Il Border Collie, salvato da cucciolo da una situazione di maltrattamento, è diventato uno dei migliori animali da ricerca del Venezuela.
Tra le macerie lasciate dal violento terremoto che il 24 giugno hanno colpito il Venezuela, emerge la storia di Tsunami, un Border Collie di 9 anni diventato il simbolo della speranza. Il cane della squadra d’élite K-Sar Ecid ha contribuito al salvataggio di 12 persone ancora vive, individuandole sotto gli edifici crollati grazie al suo fiuto, tra cui un uomo intrappolato nel quartiere di San Bernardino, a Caracas.
L’operazione si è svolta in condizioni di “silenzio totale”, una tecnica impiegata dalle squadre di soccorso per consentire ai cani di percepire anche i più deboli segnali di vita sotto le macerie.
La storia di Tsunami è resa ancora più straordinaria dal suo passato. Nel 2017, quando era ancora un cucciolo, era stato salvato da una grave situazione di maltrattamento e abbandono dall’associazione venezuelana APROA. Denutrito e in precarie condizioni di salute, fu affidato a Jorge Beens, fondatore del centro di addestramento K-Sar Ecid, che ne intuì le grandi capacità.
Dopo un lungo percorso di recupero e addestramento, Tsunami è diventato un cane specializzato nella ricerca e soccorso, partecipando anche a missioni internazionali, tra cui quelle successive ai devastanti terremoti in Turchia e Siria del 2023 con la Fuerza de Tarea Humanitaria Simón Bolívar.
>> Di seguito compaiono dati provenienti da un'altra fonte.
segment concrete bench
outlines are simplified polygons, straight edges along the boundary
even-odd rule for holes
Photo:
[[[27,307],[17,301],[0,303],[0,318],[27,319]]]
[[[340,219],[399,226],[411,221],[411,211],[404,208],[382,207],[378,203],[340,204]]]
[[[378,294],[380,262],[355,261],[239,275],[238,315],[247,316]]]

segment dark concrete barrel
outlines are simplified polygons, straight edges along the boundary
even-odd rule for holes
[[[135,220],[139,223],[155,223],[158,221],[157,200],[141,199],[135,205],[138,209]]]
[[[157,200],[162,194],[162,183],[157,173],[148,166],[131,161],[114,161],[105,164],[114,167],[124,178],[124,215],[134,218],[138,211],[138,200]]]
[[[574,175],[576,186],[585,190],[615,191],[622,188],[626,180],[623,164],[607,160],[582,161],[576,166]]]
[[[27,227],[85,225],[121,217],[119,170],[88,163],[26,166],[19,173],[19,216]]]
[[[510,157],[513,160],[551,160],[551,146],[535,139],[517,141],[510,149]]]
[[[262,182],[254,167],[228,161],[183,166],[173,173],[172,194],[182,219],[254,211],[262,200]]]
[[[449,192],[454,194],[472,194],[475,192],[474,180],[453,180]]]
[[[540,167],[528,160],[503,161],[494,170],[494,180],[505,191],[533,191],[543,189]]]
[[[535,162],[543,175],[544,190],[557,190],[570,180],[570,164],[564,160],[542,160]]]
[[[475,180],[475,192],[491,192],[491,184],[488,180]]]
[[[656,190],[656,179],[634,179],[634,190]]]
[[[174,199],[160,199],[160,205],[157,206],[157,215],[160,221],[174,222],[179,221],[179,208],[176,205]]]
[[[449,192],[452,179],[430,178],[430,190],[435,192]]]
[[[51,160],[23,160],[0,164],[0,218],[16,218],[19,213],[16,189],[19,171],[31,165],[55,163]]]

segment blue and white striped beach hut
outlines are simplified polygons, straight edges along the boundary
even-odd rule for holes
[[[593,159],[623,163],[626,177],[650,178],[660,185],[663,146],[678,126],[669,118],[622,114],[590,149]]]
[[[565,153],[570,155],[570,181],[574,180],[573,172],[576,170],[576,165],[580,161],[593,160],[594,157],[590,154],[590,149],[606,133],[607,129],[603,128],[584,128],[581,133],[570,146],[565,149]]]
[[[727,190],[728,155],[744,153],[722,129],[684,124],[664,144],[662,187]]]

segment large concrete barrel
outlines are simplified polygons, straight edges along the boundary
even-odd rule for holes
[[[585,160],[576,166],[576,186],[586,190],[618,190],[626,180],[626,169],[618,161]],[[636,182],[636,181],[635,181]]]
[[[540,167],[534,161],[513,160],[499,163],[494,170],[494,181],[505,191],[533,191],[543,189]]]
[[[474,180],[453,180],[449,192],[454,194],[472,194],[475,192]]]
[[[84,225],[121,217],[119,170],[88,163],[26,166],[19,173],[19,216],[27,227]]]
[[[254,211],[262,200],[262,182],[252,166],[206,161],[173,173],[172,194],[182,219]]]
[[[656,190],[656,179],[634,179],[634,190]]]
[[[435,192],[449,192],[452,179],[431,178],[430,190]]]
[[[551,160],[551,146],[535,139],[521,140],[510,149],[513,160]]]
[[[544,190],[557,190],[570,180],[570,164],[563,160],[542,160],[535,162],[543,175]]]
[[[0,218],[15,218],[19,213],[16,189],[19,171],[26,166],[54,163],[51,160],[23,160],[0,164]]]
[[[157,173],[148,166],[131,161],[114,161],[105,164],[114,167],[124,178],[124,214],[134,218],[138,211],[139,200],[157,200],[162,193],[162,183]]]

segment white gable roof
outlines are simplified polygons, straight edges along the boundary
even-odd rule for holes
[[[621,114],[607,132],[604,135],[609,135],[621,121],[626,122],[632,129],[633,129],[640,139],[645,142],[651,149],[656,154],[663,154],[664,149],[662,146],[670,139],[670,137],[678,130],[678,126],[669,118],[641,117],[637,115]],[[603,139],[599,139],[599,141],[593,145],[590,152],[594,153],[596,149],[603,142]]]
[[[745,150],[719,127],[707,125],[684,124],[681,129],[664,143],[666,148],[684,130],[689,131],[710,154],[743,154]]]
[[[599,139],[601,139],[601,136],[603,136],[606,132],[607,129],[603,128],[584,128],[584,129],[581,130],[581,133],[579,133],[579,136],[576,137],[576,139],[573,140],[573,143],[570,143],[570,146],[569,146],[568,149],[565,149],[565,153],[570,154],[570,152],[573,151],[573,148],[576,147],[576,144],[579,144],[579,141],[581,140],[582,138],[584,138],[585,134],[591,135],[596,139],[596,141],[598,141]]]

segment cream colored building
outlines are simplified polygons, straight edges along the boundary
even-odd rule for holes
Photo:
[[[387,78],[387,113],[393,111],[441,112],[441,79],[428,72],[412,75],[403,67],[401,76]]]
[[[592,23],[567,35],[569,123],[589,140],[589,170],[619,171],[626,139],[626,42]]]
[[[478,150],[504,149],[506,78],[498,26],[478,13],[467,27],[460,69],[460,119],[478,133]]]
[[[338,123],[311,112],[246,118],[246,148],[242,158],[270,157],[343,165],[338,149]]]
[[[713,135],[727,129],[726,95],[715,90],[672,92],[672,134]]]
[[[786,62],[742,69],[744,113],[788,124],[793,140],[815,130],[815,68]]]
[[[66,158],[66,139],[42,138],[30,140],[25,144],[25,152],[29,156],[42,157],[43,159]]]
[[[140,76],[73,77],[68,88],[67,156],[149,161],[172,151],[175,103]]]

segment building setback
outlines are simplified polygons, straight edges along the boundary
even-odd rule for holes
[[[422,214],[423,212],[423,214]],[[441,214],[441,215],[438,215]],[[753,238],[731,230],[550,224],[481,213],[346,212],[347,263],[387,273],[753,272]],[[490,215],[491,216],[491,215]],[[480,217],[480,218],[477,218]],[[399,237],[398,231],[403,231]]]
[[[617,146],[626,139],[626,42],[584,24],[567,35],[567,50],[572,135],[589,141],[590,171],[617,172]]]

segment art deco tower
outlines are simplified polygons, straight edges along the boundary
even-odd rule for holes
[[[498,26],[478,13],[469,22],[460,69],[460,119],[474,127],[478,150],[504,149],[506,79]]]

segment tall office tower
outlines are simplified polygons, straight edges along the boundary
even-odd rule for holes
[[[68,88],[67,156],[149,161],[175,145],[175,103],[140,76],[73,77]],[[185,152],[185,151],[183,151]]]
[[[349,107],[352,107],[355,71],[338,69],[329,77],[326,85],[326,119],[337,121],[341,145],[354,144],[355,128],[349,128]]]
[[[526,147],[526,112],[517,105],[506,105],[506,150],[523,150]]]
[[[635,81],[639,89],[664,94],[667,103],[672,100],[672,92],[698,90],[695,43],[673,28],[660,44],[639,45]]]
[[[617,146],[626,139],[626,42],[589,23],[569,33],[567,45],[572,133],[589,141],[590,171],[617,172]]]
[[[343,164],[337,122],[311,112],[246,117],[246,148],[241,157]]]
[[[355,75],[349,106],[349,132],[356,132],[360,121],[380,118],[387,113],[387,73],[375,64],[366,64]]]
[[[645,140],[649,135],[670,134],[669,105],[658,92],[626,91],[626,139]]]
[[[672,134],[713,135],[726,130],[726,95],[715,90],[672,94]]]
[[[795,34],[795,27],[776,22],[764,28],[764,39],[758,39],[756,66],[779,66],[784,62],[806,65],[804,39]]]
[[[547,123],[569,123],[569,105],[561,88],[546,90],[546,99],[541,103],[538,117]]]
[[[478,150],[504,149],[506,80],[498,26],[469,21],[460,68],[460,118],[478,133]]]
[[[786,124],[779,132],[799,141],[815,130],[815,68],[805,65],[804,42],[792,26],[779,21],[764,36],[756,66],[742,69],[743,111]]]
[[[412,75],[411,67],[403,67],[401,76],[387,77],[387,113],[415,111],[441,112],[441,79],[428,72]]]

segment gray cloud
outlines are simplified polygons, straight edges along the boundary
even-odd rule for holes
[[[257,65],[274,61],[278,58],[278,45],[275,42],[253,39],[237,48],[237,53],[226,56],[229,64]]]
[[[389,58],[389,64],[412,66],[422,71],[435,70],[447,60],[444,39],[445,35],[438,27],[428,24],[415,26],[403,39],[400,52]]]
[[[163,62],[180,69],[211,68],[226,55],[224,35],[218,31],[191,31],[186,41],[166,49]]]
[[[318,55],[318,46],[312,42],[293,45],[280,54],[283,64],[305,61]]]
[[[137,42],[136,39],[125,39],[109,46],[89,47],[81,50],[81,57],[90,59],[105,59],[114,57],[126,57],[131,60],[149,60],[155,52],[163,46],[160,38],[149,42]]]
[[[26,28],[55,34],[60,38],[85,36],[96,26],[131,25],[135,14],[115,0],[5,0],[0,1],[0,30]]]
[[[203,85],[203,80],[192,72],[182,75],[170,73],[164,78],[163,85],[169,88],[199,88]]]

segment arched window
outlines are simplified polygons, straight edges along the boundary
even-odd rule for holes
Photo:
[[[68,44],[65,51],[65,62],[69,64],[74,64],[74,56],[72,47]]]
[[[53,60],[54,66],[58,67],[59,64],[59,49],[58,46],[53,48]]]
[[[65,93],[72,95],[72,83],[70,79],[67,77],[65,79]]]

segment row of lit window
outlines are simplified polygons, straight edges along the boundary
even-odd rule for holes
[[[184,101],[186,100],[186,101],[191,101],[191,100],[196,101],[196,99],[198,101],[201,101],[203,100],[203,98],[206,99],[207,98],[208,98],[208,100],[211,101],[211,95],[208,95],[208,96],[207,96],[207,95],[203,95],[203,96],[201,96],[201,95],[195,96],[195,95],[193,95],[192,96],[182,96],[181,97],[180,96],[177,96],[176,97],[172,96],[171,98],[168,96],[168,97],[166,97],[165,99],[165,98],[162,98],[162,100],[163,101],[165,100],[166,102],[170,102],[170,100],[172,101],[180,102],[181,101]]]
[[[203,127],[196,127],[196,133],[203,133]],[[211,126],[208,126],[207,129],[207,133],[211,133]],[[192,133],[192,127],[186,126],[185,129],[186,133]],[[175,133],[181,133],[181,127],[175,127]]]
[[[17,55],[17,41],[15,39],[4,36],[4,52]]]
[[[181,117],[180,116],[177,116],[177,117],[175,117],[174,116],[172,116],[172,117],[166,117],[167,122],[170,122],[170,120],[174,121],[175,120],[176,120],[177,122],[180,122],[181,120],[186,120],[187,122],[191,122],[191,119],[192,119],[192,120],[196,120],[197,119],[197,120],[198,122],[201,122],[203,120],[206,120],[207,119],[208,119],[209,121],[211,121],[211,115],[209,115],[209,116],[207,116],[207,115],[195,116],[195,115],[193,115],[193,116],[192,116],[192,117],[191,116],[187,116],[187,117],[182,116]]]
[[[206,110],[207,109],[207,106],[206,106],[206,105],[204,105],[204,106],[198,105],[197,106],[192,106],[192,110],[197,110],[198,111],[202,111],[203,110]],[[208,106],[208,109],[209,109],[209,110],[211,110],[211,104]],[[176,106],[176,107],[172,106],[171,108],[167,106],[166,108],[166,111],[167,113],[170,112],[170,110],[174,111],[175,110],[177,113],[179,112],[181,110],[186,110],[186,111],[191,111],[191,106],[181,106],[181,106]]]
La sua vicenda richiama l’importanza del ruolo dei cani da salvataggio nelle emergenze umanitarie. In scenari devastati da terremoti, dove tecnologie e macchinari possono risultare limitati, il fiuto dei cani continua a rappresentare uno degli strumenti più efficaci per individuare superstiti nelle prime ore dopo un sisma.
Quella in Venezuela sarà però l’ultima missione operativa di Tsunami. Come annunciato dal suo addestratore, il Border Collie sarà presto ritirato dal servizio per godersi la pensione, chiudendo una carriera dedicata a salvare vite umane.
La sua storia rappresenta un esempio di rinascita: da cane salvato dall’uomo a protagonista di numerosi interventi di soccorso, dimostrando come una seconda possibilità possa trasformarsi in un aiuto concreto per molte altre vite.